Why does the acquisition make sense now?
Nearmap's acquisition of itel is an attempt to shorten the claims process and reduce fraud and perhaps more significantly to disrupt the property intelligence market. The quicker you can pay out claims by basing the veracity of the claim with "ground truth," i.e. recent image validation, then you've reduced the marginal cost of policy underwriting and you've captured one additional image for AI-crafted damage assessment models.
Why do the acquisition in the first place?
The competition in property intelligence is heating up, and specifically among it's own clients, like Cotality (formerly CoreLogic) which is more dominant in mortgage and proptech, but also insurance, and try to thwart similar partnerships such as Verisk and EagleView. It now appears more likely that Nearmap wants to take market share from Cotality's insurance practice. Nearmap's acquisition of Betterview in 2023 had already positioned it squarely against partners like Precisely, that have a substantial footprint in the insurance industry.
This is also a play toward going head to head with the Geospatial Insurance Consortium (GIC), and its partner, Vexcel Imaging, that offers gray-sky imagery to their subscribers at the time of catastrophic events. Vexcel clearly wants its differentiation to continue with UltaCam, a suite of very high spatial and spectral resolution digital cameras.
Nearmap is also now a private company having been acquired by Thoma Brava in 2022 with the clear intent of pivoting toward offering more geospatial services to the insurance industry.
More than a Data Company
Historically, Nearmap was an image acquisition company. As such it was merely a data company with an archive of imagery that if unused is a sunk cost. With the acquisitions of Betterview and itel, it is clear that Nearmap and its PE underwriters, Thoma Brava, wants to move the company deeper into insurance, where they have a footprint but also potentially into others like real estate.
In addition, the ability to capture rooftop measurements, while a much-needed capability, was becoming commoditized and table stakes as an image-based product. There are just so many pixels you can capture before you have just too many.

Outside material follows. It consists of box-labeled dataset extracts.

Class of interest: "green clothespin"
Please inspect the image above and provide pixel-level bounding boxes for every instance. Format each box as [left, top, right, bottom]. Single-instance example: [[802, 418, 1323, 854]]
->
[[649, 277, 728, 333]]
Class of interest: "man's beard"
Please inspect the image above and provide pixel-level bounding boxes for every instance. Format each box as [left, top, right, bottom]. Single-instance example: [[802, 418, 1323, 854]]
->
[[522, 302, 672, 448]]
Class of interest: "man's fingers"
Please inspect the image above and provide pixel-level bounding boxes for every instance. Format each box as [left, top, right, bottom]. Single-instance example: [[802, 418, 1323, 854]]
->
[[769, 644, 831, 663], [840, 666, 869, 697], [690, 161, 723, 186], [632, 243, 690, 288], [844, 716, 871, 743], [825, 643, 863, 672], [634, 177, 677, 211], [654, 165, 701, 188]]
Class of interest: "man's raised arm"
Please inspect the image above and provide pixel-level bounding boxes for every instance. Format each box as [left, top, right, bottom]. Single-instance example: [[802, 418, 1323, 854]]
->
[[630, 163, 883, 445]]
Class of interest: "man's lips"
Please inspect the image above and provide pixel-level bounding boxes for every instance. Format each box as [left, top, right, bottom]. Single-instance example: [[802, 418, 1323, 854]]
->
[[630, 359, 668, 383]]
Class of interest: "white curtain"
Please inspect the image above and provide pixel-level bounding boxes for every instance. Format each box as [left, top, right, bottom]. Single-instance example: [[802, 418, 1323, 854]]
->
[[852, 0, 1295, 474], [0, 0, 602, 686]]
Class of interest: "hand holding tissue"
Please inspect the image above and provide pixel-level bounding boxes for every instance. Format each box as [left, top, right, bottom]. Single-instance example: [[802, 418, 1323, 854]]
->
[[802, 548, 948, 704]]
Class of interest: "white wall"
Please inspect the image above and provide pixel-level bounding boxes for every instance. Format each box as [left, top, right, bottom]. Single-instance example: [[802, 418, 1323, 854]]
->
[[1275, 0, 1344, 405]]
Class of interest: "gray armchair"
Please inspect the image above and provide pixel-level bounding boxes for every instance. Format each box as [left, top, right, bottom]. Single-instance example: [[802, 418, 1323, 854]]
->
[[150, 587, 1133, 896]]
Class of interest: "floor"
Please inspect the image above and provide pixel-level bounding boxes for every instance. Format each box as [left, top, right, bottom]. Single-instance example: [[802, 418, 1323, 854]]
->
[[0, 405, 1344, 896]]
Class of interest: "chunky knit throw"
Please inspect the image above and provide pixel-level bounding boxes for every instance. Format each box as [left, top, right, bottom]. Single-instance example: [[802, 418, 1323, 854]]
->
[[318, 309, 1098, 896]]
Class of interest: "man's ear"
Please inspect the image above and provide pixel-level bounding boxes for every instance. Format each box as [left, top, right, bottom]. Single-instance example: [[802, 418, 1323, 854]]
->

However, it now has many such capabilities including automated feature extraction (e.g., pools, trampolines, sidewalks, vegetation, etc.), roof condition, and other property modifications.
Bottom Line
The entire move by Nearmap is to disrupt the current proptech market and become more than just a "data company." therefore positions the company to leverage artificial intelligence, geospatial data and image extraction to offer a more comprehensive solution to a market that has an increasing appetite for data. As a private company, it can now scale its operations without the pressure of quarterly earnings calls. It can continue to invest in technology and by the obvious intension of its Thoma Brava advisors, will continue on a course of looking at other acquisitions to scale where they see opportunity.